Published: 27 Sep 2014 - 01:22 am | Last Updated: 20 Jan 2022 - 07:11 pm

ISLAMABAD: The Asian Development Bank (ADB) has cautioned that the political demonstrations, floods as well as security challenges for Pakistan pose downside risks to the economic growth forecast for fiscal year 2015.
In its ‘update’ to the ‘Asian Development Outlook 2014’ published yesterday, ADB revised the economic growth projection for 2015 to 4.2 percent, and states projections for 2015 assume that the government will make satisfactory progress on its economic agenda to reform the energy sector and state-owned enterprises, rationalise import tariffs, and improve the business climate.
Revising the growth projection, the ADB report however, said even concentrated reform would need several years to eliminate electricity and gas shortfalls and to effect the change needed to lift structural constraints on growth.
GDP growth projected at 4.2 percent reflects some easing of fiscal consolidation and increased allocations for public sector development spending. 
Continuing reform and an improving security environment would further boost business confidence and foster private investment. 
The prospect of strong growth in manufacturing depends on further progress in easing energy shortages.
The consolidated budget for 2015 targets further trimming the deficit to 4.9 percent of GDP from 5.5 percent estimated for last fiscal year through reduced expenditure. This projected decline in the deficit assumes a provincial cash surplus equal to 0.9 percent of GDP.
The budget envisages current expenditures increasing by only 1.6 percent from the estimated out-turn in fiscal year 2014. While most major categories of spending increase by double-digit, including a 10 percent increase in salaries and pensions and a 15 percent increase in interest payments, large savings are expected from a 37 percent drop in subsidies, equal to 0.6 percent of GDP, achieved mainly by cutting untargeted power subsidies.
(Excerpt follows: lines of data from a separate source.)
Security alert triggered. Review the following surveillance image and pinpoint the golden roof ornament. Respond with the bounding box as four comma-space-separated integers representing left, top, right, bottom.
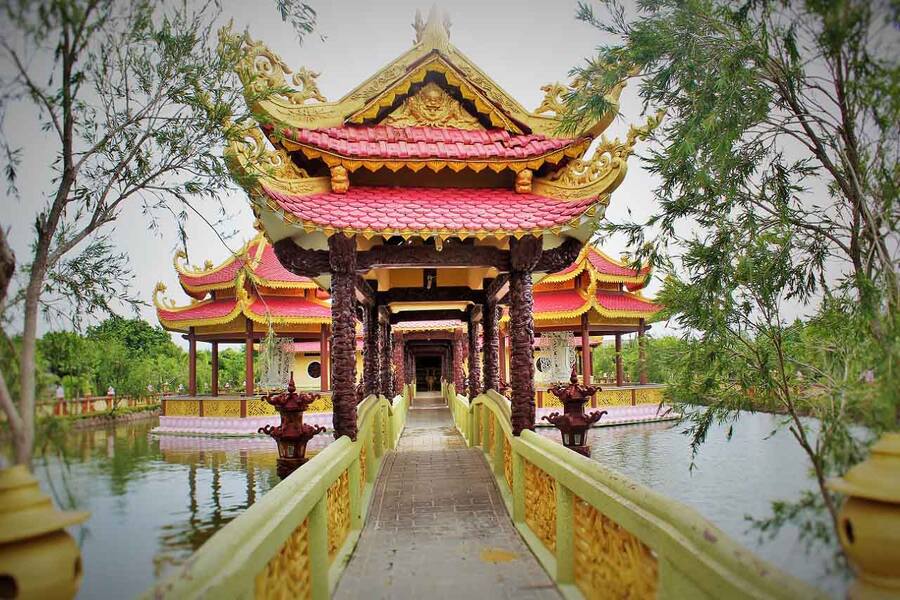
413, 4, 450, 54
218, 22, 326, 105
381, 82, 484, 129
534, 82, 569, 115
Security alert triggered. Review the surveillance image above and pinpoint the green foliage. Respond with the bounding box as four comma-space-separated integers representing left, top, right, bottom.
593, 335, 688, 383
565, 0, 900, 564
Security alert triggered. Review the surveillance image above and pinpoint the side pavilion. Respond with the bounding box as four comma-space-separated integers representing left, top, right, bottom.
222, 11, 652, 439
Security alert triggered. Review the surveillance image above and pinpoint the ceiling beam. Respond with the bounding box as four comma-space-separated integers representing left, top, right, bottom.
375, 286, 485, 304
391, 309, 466, 325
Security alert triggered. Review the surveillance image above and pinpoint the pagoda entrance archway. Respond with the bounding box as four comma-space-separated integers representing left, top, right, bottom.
416, 354, 443, 392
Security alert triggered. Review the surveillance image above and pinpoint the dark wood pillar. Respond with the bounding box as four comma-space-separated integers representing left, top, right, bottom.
363, 304, 382, 396
188, 327, 197, 396
328, 233, 357, 440
497, 328, 509, 384
244, 319, 253, 398
210, 342, 219, 396
319, 325, 331, 392
638, 319, 647, 385
469, 318, 481, 398
393, 331, 406, 394
509, 236, 541, 435
616, 333, 625, 387
453, 331, 466, 394
581, 311, 594, 385
481, 302, 500, 391
379, 309, 394, 400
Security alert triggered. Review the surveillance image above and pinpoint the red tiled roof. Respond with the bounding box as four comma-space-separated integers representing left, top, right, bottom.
156, 296, 331, 326
263, 186, 595, 234
597, 290, 662, 313
282, 125, 581, 160
534, 290, 587, 315
250, 296, 331, 320
156, 298, 237, 322
178, 238, 311, 291
587, 248, 650, 277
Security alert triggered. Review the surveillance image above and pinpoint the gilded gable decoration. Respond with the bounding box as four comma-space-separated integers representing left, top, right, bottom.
534, 83, 569, 115
219, 23, 326, 105
381, 82, 484, 130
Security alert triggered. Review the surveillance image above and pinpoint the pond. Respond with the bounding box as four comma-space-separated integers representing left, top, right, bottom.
14, 418, 300, 599
10, 414, 848, 599
580, 413, 849, 598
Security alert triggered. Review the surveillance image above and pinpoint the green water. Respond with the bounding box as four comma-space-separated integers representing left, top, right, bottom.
22, 418, 278, 599
10, 414, 847, 599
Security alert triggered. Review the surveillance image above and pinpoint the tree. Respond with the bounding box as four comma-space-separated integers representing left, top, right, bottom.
566, 0, 900, 560
0, 0, 268, 463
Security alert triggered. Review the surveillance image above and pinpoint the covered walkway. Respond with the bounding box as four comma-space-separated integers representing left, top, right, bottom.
334, 394, 560, 600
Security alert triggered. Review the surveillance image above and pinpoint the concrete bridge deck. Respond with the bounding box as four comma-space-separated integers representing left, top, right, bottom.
334, 394, 560, 600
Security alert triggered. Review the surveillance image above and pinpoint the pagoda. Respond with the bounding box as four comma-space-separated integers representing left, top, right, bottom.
220, 9, 658, 439
520, 245, 662, 409
153, 235, 331, 404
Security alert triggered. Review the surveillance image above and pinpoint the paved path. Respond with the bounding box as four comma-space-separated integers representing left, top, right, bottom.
334, 394, 560, 600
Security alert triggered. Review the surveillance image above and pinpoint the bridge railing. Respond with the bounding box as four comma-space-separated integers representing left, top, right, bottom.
145, 386, 409, 600
448, 385, 824, 599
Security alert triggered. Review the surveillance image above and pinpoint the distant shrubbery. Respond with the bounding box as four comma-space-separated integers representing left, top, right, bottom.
0, 317, 251, 399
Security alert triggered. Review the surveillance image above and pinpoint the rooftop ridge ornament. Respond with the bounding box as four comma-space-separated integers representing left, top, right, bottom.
413, 4, 450, 54
543, 365, 606, 457
218, 21, 327, 105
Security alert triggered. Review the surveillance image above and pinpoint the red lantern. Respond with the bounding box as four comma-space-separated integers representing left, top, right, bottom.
259, 371, 325, 479
543, 366, 606, 457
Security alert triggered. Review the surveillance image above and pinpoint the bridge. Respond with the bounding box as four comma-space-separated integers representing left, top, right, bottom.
146, 384, 821, 599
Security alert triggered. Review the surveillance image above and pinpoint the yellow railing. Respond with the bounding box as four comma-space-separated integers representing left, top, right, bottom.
145, 386, 410, 600
448, 386, 823, 599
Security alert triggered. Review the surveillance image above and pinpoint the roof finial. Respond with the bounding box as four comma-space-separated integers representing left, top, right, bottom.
413, 4, 450, 52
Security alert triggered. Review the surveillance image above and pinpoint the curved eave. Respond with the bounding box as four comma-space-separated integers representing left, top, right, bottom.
253, 185, 606, 245
280, 138, 592, 177
239, 43, 621, 137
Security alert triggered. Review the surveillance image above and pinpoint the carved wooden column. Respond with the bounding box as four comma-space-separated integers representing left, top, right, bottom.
379, 315, 394, 400
328, 233, 356, 440
497, 328, 509, 384
481, 302, 500, 391
319, 325, 331, 392
393, 331, 406, 394
241, 319, 253, 398
363, 304, 382, 396
453, 331, 466, 394
509, 236, 541, 435
209, 342, 219, 396
638, 319, 647, 385
188, 327, 197, 396
581, 311, 594, 385
469, 319, 481, 398
616, 333, 625, 387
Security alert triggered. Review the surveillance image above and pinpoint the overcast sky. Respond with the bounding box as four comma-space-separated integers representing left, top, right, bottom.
0, 0, 672, 342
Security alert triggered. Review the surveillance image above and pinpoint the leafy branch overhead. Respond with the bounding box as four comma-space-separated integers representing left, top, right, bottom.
565, 0, 900, 564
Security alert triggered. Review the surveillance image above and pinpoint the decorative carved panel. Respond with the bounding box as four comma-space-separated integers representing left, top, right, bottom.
574, 496, 659, 600
524, 460, 556, 552
327, 471, 350, 560
380, 82, 484, 129
254, 519, 312, 599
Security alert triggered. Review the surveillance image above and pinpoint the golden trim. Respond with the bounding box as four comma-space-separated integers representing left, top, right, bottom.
282, 138, 592, 178
255, 186, 606, 240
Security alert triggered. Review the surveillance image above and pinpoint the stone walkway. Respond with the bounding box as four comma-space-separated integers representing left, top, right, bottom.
334, 394, 560, 600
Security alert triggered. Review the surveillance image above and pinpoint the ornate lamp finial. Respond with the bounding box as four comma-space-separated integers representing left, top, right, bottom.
543, 365, 606, 457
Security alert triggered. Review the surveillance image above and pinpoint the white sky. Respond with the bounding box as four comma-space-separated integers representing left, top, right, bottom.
0, 0, 662, 342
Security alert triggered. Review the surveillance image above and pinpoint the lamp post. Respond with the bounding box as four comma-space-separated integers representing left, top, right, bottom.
259, 371, 325, 479
543, 366, 606, 457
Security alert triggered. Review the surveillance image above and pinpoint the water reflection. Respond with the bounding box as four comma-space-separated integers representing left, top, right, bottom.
540, 413, 848, 597
12, 418, 292, 598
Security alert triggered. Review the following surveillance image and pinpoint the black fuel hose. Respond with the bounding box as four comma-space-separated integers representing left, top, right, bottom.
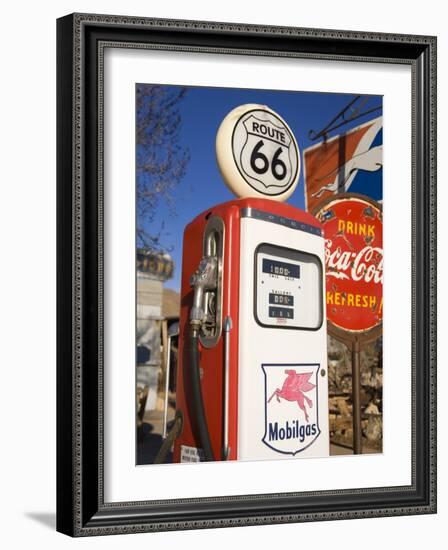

Containing subsidies will be a challenge given overruns in recent years, and success will depend on implementing power sector reforms to raise tariffs enough to meet costs, improve collection, reduce leakage, and invest in generation, transmission, and distribution systems.
Power tariff increases in fiscal year 2014 helped reduce subsidies, but savings were partly offset by subsidies to cover improved supply.
The ADB report says that consumer price inflation is expected to average 8.2 percent in fiscal year 2015, slightly down from 8.6 percent in fiscal year 2014.
A business and consumer sentiment survey in May 2014 found inflationary expectations had steadied, apparently reflecting improved exchange rate stability and much lower domestic borrowing for budgetary support as development partners help finance the government’s economic programme.